Даже сейчас дед, как всегда, делает выговор сыну, но тут же качает головой, отменяя неуместную отцовскую строгость, и с этих пор уже не прекращает качать головой. Дед не верит, дед не хочет верить. Он не в состоянии понять, как такое сделали его сыну Альфреду, с его слабыми мускулами, землистым цветом лица, тихим голосом. И любой здравомыслящий человек понимает, что он и муху не может убить. И ему такое сделали. Дядя Альфред закатывает рукава, сначала рукав порванного пиджака, затем рукав рубашки. Большие синяки обнажаются на его руке. И хотя глаза его сухи, они выглядят плачущими. Теперь все домашние, опустив глаза, окружают дядю. Все, кроме Зераха. Глаза его широко раскрыты, – глядят на синяки. Дед тоже, как Зерах, смотрит широко раскрытыми глазами на побои сына. В мгновение ока дед превращается в отца. Осторожно прикрывает руку сына, сначала рукавом рубашки, затем рукавом пиджака, и кладет свою руку на плечо сыну:
– Иди, поменяй одежду.
– Нет у меня другой одежды.
– Что же у тебя в этих двух огромных чемоданах?
– Книги, отец. И все мои сочинения.
– Завтра куплю тебе новую красивую одежду, сын, – дед берет под руку дядю Альфреда и шествует во главе процессии в столовую, к праздничному ужину.
Только Эдит и Филипп остаются одни в комнате. Филипп все еще в пальто и шапке, и поэтому Эдит волнуется – а, может, и он скрывает под пальто порванный костюм.
– Почему ты не снимаешь пальто, Филипп?
Он снимает пальто. Костюм его измят, рубашка не первой свежести, галстук сдвинут набок. На лице его усталость, глаза красные от бессонницы. «Больше я не заставлю его страдать. Достаточно это сделала. Хватит!» Голос ее ласкающий:
– Минутку, Филипп. Дай мне поправить тебе галстук.
Руки ее на его шее. Она опустила голову, и поэтому волосы ее касаются его лица, дыхание его касается ее. Руки ее не торопятся поправить галстук, соскальзывают ему на шею.
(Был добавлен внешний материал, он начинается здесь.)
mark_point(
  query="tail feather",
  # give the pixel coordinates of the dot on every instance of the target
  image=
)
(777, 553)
Лицо близко к его лицу, глаза ее вопрошают. Он берет ее лицо в свои ладони и целует в губы. Губы ее тоже вопрошают. Она чувствует его поцелуи и закрывает глаза. Прижимает свои губы к его губам, не открывая глаз.
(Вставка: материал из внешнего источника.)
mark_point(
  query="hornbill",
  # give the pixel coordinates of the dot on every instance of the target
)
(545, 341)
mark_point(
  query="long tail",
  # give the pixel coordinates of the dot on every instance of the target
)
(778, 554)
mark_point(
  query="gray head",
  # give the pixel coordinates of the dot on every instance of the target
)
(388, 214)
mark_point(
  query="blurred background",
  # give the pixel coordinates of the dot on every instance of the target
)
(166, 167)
– Почему ты закрываешь глаза?
– Они сами закрываются.
Лицо ее приветливо, улыбается, только ресницы слегка дрожат.
– Ты добра и красива, Эдит, – говорит он и думает про себя: «Приветлива и лжива».
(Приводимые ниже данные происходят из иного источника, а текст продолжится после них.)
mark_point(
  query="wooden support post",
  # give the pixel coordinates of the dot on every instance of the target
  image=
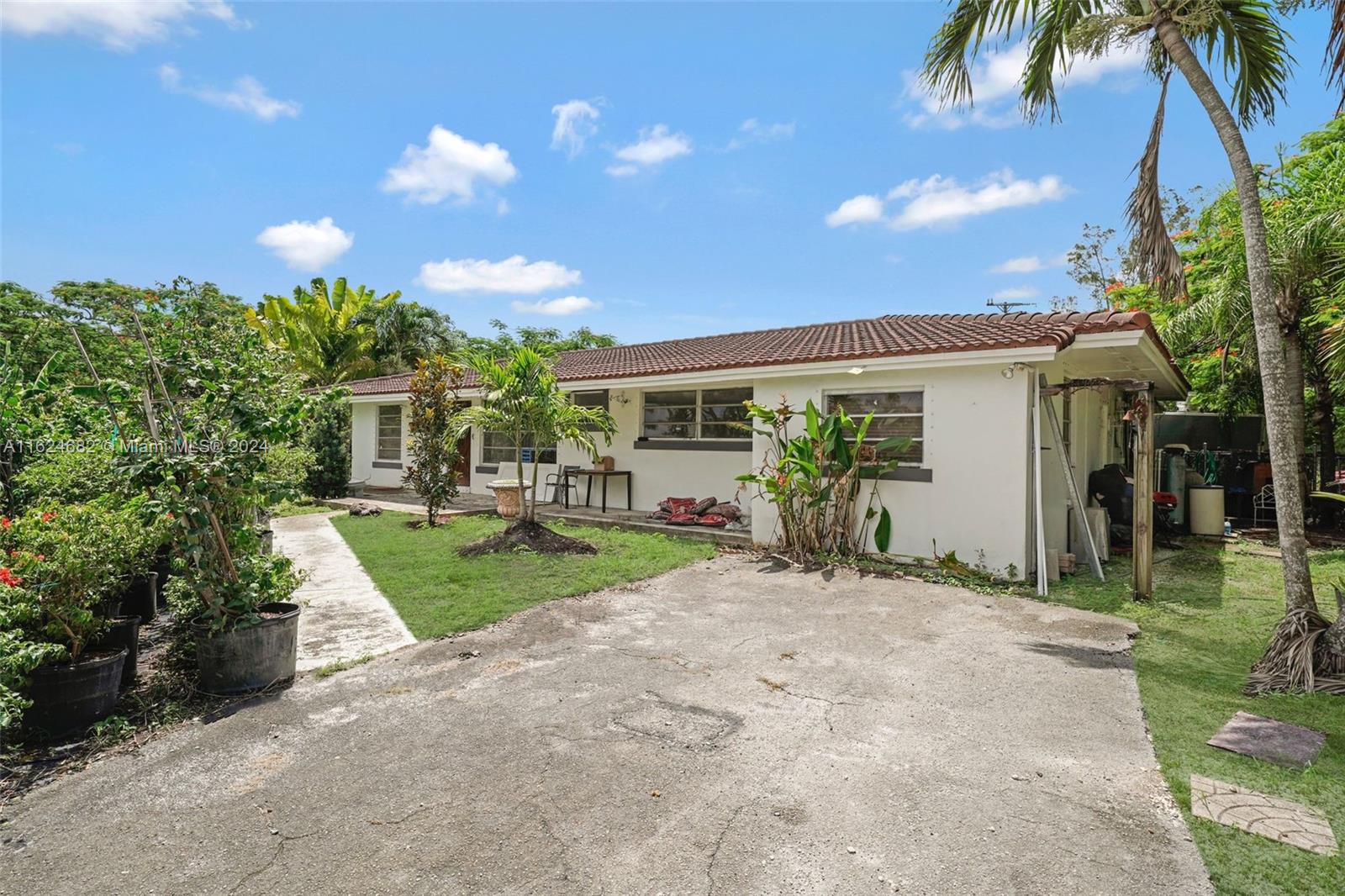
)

– Я счастлива, что ты вернулся к нам, Филипп, – говорит она и думает про себя: «Это, в общем-то, проще, чем я полагала. Может, это будет еще проще?»
Зашли в столовую. В этот момент Франц направляется к радио, включить его и послушать новости.
– Выключи! Я хочу спокойно поесть, – сердится дед.
Приемник молчит, жалюзи опущены, двери заперты, и все лампы горят. Вся посуда сверкает. Сосновые ветки в банке поблескивают зеленью, придавая праздничность столу. Даже шум ветра между соснами в саду, в столовую не доходит. И только дядя Альфред, моргая, упрямится комментировать кукованье часов.
– Сейчас восемь с половиной.
– И что, – опять выговаривает ему дед, – ну, что такого, если время – восемь с половиной?
Портрет отца на стене вдруг стал чуждым из-за Шпаца из Нюрнберга. Никто на портрет не смотрит, кроме дяди Альфреда и халуца Зераха. Дядя изучает портрет, и время от времени качает головой, в знак отрицания, но тут же – в знак утверждения, словно разговаривая с самим собой. Зерах же смотрит на портрет покойного брата дяди Альфреда, сравнивая их лица. Зерах занят дядей Альфредом. А дед? Не ищет спасения в этот вечер, молчит. Кончики его усов взъерошены.